Kate is a psychotherapist and Director of Clinical Services at Wildflower. Kate earned her Bachelor’s degree in Psychology and Feminist, Gender, and Sexuality Studies from Cornell University and a Master’s degree in Clinical Social Work from Loyola University, Chicago. She has extensive training in treating mood and anxiety disorders as well as trauma through evidence-based practices, and brings to Wildflower a wealth of clinical and leadership experience. Read Kate’s full bio here.
What inspired you to pursue a career as a psychotherapist?
I have always been interested in stories about people and human behavior. As a little kid I have many distinct memories of walking around with my nose in a book completely fascinated and engrossed by the stories that can to life before my eyes. This love of stories transformed into something more as I took my first psychology class in high school, and fell in love with the science that devoted itself to illuminating the intricacies behind human behavior. After this first class everything felt like a very natural progression of one step after the next. I went on to study Social Psychology in College, spent some time contemplating the idea of a research career, and ultimately decided that pursuing a career as a psychotherapist would allow me to combine most all of my favorite things – stories, human behavior, science, research, and human connection.
At Wildflower, you are Director of Clinical Services and also a therapist on the team. What parts of each role do you find most satisfying?
In a way in both my role as Director of Clinical Services as well as my role a therapist the most satisfying part of both components is the relationships with my clients and my fellow team members. As Director of Clinical Services I enjoy helping people connect with their passions, as well as watching people learn and grow to deepen their therapeutic practice, and become even more effective therapists. As a therapist, I feel so much joy and fulfillment as I journey with my clients on their path towards personal growth and recovery. It is such an honor to be a part of my clients’ journeys, and it is without a doubt the most satisfying part of my work.
How would you describe your therapeutic approach?
I would say my therapeutic approach is warm, welcoming, empathetic, with a touch of humor, and a strong background in evidenced based treatment modalities that focus on a blend of coping skills, mindfulness, and unconditional positive regard. I work to adjust my style and treatment modalities to best meet whatever my clients needs are at the time.
Why do you believe that psychotherapy can help?
Psychotherapy works to create insight and awareness around what it is we wish to change, as well as create intentionality around how it is we wish to go about that very change. I believe a huge part about why psychotherapy works is because it is like holding a mirror up to yourself, and fully seeing yourself – warts and all. With that awareness comes the ability to make lasting sustainable changes to your life in order to create the life that you want to live.
What are some of your specialties and what drew you to them?

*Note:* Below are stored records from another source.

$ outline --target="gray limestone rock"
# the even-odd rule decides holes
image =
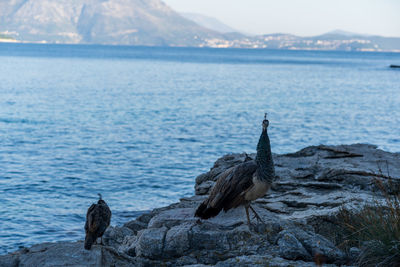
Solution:
[[[117,248],[123,242],[125,237],[133,235],[134,232],[128,227],[108,227],[103,235],[103,241],[106,245]]]
[[[0,266],[134,266],[133,258],[119,254],[111,247],[94,245],[88,251],[83,249],[83,242],[43,243],[10,255],[11,260],[9,255],[0,257]]]
[[[167,227],[148,228],[138,233],[136,255],[149,259],[163,257]]]
[[[335,247],[335,245],[325,237],[301,229],[296,229],[294,235],[312,255],[313,259],[318,258],[322,263],[346,262],[347,258],[345,253]]]
[[[18,267],[19,257],[17,253],[0,256],[0,266]]]
[[[279,255],[282,258],[288,260],[312,260],[310,253],[291,232],[284,230],[279,233],[277,239]]]
[[[346,258],[329,240],[339,208],[384,200],[376,179],[389,193],[400,189],[398,153],[363,144],[312,146],[274,155],[276,182],[252,203],[264,223],[251,218],[249,227],[243,207],[193,217],[219,175],[245,156],[218,159],[196,178],[195,196],[110,227],[105,246],[44,243],[0,256],[0,266],[344,266],[360,251],[352,248],[353,259]]]
[[[185,255],[191,248],[190,235],[193,224],[183,223],[168,230],[165,237],[164,254],[171,257]]]
[[[133,234],[137,234],[138,231],[145,229],[147,227],[147,223],[141,222],[139,220],[133,220],[124,224],[124,227],[127,227],[133,231]]]
[[[316,218],[335,215],[343,204],[354,207],[379,197],[376,179],[389,193],[400,191],[400,154],[373,145],[311,146],[273,157],[276,181],[257,202],[284,219],[316,223]],[[196,194],[207,194],[218,175],[242,159],[243,154],[230,154],[217,160],[196,179]]]
[[[306,262],[302,260],[287,260],[280,257],[273,256],[260,256],[260,255],[250,255],[250,256],[239,256],[235,258],[228,259],[226,261],[218,262],[216,267],[317,267],[314,262]],[[334,267],[334,264],[324,264],[324,267]]]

I feel particularly passionate about working with mood and anxiety disorders, as well as working with folks struggling with relationship concerns as well as life transitions or parenting concerns. Since joining Wildflower I have also developed a passion for treating and working with folks in all areas surrounding parental mental health including infertility, perinatal mood and anxiety disorders, and transitions to parenthood. I have extensive training in treating mood and anxiety disorders as well as trauma through a variety of evidenced-based practices including Dialectical Behavioral Therapy, Exposure and Response Prevention Therapy, Radically Open Dialectical Behavioral Therapy and Acceptance and Commitment Therapy to help facilitate personal growth and sustainable change.
What is one thing about psychotherapy you wish everyone knew?
Psychotherapy can be a powerful act of self care. You don’t necessarily have to wait until you’re overwhelmed and too stressed out to effectively function in your day to day life to give therapy a try. You might even find that therapy can be even more effective in creating the life that you want to live once the more serious symptoms that motivated you to walk through the door initially start to subside.
What is your motto or personal mantra?
I oscillate back and forth from “I’m doing the best I can” (a little self compassion practice), and “Just keep swimming” (a la Dori from Finding Nemo – for some light hearted motivation). I love finding mantras of affirmations that are grounding, compassionate, and motivating for myself in the moment.
What are your favorite self-care activities?
I love self care! Self care to me depends so very much on how I’m feeling in any given moment. If I’m feeling more energized I enjoy going for runs (when it’s warm out!) with my overly enthusiastic dog. If I’m wanting to take some time to regroup, and center myself I love to curl up with a good book and a warm cup of tea. I also really enjoy just observing and being in nature – whether that’s watching tree branches sway in the wind or the buzzing of bees in a garden or stomping on crunchy leaves in the fall.
What are some of your passion projects or interests?
I am on an ongoing quest to learn how to quilt and knit. I have taken a brief hiatus for the past year or so, but I’m committing to picking them both up, and restarting my journey. I also genuinely love learning how to deepen and expand my practice as a psychotherapist – whether that’s reading new books or attending trainings or learning from my colleagues – I love any opportunity to learn and grow.